Open Floghi opened 5 years ago
By debugging the full stack log - line 284 ExtractionRecorder.scala, i found that the datasets in case of IntermediateNodeMapping has size 1 and contain a null element only. An easy fix is to change the line as following but i dont know if it's not hidding a deeper problem
- val datasetss = if(datasets.nonEmpty && datasets.size <= 3)
+ val datasetss = if(datasets.nonEmpty && datasets.size <= 3 && !datasets.exists(p => p == null))
@Termilion can you please have a look at it? i also fixed something related for the importer #567 where the default dataset was overridden to null by some spark modification. @Floghi thanks for diving into that but unfortunately I can not really help with that. by chance: is it possible that something similiar to #567 (wrong construction of the Recorder) causes this?

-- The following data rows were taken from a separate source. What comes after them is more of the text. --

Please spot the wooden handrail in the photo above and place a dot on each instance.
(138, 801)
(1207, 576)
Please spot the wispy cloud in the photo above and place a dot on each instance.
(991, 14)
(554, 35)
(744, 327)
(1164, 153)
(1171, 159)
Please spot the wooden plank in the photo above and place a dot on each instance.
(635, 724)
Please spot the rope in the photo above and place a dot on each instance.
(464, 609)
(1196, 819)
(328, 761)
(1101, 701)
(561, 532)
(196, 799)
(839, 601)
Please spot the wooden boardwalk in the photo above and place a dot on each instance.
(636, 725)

@JJ-Author Thanks for the insight, it wasn't far away from your fix #567
The real fix must be done in ConfigLoader.scala
--- a/dump/src/main/scala/org/dbpedia/extraction/dump/extract/ConfigLoader.scala
+++ b/dump/src/main/scala/org/dbpedia/extraction/dump/extract/ConfigLoader.scala
@@ -49,7 +49,8 @@ class ConfigLoader(config: Config)

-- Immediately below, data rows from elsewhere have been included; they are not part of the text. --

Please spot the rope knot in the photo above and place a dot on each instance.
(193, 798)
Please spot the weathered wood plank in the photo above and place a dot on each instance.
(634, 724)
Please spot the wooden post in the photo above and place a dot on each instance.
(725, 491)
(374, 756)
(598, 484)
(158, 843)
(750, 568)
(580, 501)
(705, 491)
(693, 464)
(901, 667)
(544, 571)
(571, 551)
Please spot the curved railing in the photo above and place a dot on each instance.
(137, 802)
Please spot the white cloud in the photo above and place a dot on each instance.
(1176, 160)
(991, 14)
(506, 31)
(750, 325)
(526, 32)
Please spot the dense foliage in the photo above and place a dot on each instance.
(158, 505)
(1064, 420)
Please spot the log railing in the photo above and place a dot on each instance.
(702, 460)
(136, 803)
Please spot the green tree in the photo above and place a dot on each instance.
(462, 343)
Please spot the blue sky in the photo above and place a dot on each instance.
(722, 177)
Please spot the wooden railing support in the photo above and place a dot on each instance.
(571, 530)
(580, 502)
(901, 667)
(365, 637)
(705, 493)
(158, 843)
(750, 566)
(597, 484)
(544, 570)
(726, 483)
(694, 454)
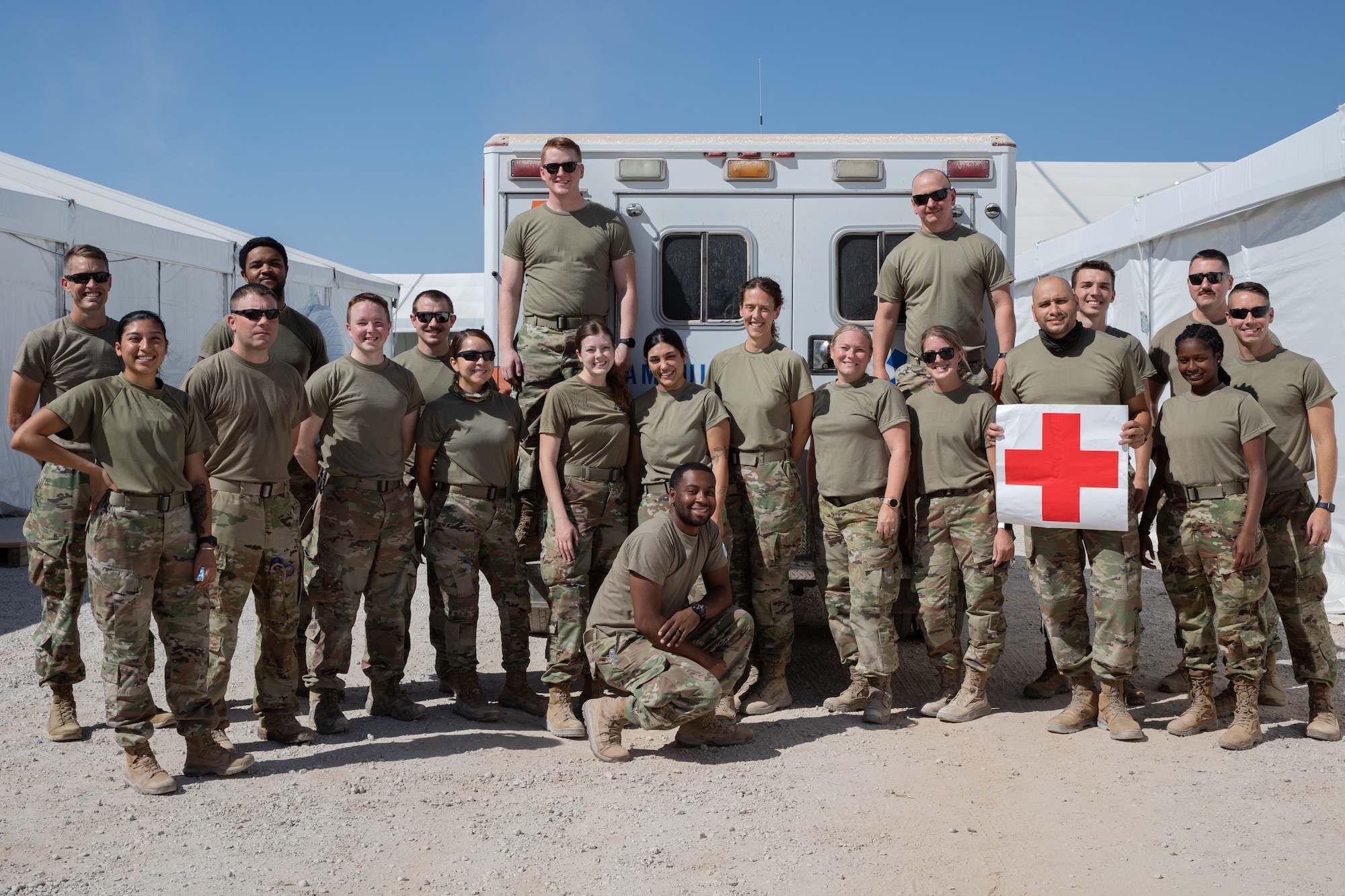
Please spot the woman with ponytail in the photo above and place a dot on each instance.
(586, 438)
(1210, 447)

extractionRecorder.get(classTag[T]) match{
case Some(s) => s.get(lang) match {
case None =>
- s(lang) = config.getDefaultExtractionRecorder[T](lang, 2000, null, null, ListBuffer(dataset), extractionMonitor)

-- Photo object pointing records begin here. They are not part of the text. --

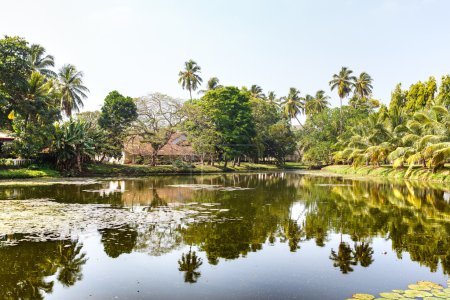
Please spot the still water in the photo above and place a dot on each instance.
(235, 236)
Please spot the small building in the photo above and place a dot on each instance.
(178, 147)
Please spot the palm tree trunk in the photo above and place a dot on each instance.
(340, 112)
(301, 125)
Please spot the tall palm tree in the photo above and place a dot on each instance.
(343, 82)
(213, 83)
(256, 92)
(272, 97)
(363, 85)
(189, 78)
(71, 89)
(40, 62)
(293, 104)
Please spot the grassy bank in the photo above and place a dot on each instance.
(141, 170)
(417, 173)
(110, 170)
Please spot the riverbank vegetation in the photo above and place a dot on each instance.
(414, 173)
(224, 124)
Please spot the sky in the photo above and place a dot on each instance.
(139, 46)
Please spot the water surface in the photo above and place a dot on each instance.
(234, 236)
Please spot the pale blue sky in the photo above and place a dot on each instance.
(138, 47)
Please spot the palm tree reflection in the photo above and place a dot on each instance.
(189, 263)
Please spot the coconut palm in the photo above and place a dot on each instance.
(344, 258)
(189, 78)
(293, 104)
(256, 92)
(363, 85)
(271, 97)
(344, 83)
(317, 103)
(41, 62)
(212, 84)
(189, 263)
(71, 89)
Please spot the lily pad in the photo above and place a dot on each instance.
(418, 287)
(363, 296)
(391, 295)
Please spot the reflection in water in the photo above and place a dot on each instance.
(189, 263)
(24, 268)
(118, 241)
(341, 217)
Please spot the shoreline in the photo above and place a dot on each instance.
(387, 172)
(130, 171)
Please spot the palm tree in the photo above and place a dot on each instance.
(189, 78)
(40, 62)
(71, 89)
(189, 263)
(343, 82)
(256, 92)
(272, 97)
(213, 83)
(363, 85)
(293, 104)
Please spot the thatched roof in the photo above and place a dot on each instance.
(178, 145)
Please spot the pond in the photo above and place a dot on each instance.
(289, 235)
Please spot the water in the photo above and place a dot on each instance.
(270, 236)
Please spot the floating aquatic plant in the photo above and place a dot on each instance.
(425, 290)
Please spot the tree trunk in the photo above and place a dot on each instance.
(79, 162)
(153, 163)
(340, 112)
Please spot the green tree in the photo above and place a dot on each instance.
(117, 114)
(344, 83)
(40, 61)
(363, 85)
(293, 104)
(189, 78)
(229, 109)
(213, 83)
(71, 89)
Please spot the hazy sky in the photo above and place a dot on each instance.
(137, 47)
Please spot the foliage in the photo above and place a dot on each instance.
(73, 145)
(230, 111)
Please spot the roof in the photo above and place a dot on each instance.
(178, 145)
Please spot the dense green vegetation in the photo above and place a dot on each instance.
(224, 124)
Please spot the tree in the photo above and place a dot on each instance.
(14, 74)
(256, 92)
(293, 104)
(272, 97)
(363, 85)
(117, 114)
(200, 130)
(229, 109)
(158, 115)
(344, 83)
(71, 89)
(317, 103)
(189, 78)
(72, 145)
(41, 62)
(213, 83)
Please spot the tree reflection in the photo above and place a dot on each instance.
(119, 240)
(343, 259)
(363, 254)
(25, 268)
(189, 263)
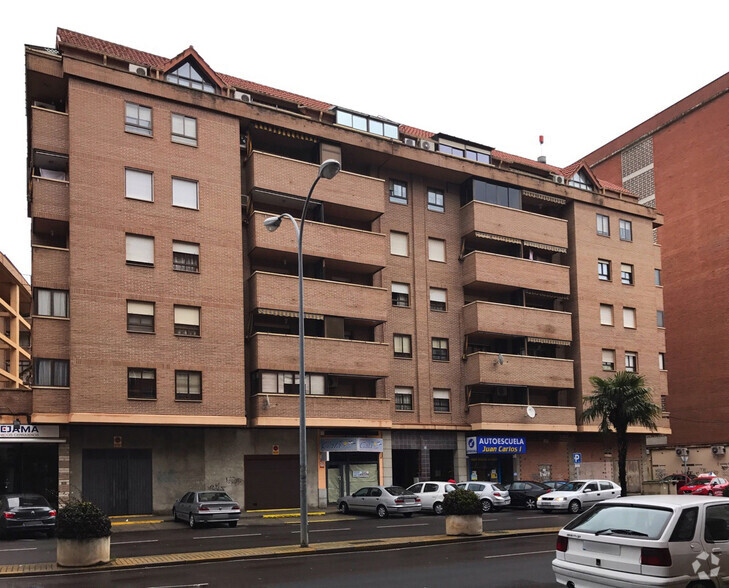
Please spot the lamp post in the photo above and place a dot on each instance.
(327, 170)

+ val datasetsParam = if (dataset == null) ListBuffer[Dataset]() else ListBuffer(dataset)
+ s(lang) = config.getDefaultExtractionRecorder[T](lang, 2000, null, null, datasetsParam, extractionMonitor)
s(lang).asInstanceOf[ExtractionRecorder[T]]
case Some(er) =>
if(dataset != null) if(!er.datasets.contains(dataset)) er.datasets += dataset
when getExtractionRecorder was called with no dataset (default was null) or null specified, getDefaultExtractionRecorder was using simply ListBuffer(dataset) implying the issue later..
If it's confirmed by @Termilion you can probably fix it on master
thanks @Floghi. @Termilion can you confirm that this is the fix
@Floghi hi, we needed some time to improve the testing architecture to fix bugs such as yours. I just added your pages to the mini-frwiki.xml.bz2 dump here https://github.com/dbpedia/extraction-framework/tree/master/dump/src/test/resources some docu here https://forum.dbpedia.org/t/new-ci-tests-on-dbpedia-releases/77/3
Could you tell us which extractors you used or send us your config file?
Hey @kurzum , thanks I will check your links,
my config file was in the zip attached in my first post, i.e.
log-dir=/model-quickstarter/wdir/log base-dir=/model-quickstarter/wdir/frFR wiki=fr locale=fr source=dump.xml require-download-complete=false languages=fr ontology=../ontology.xml mappings=../mappings uri-policy.uri=uri:en; generic:en; xml-safe-predicates:* format.nt.gz=n-triples;uri-policy.uri extractors=.RedirectExtractor,.DisambiguationExtractor,.MappingExtractor
Hello, first thanks for the great job you are doing with extraction-framework!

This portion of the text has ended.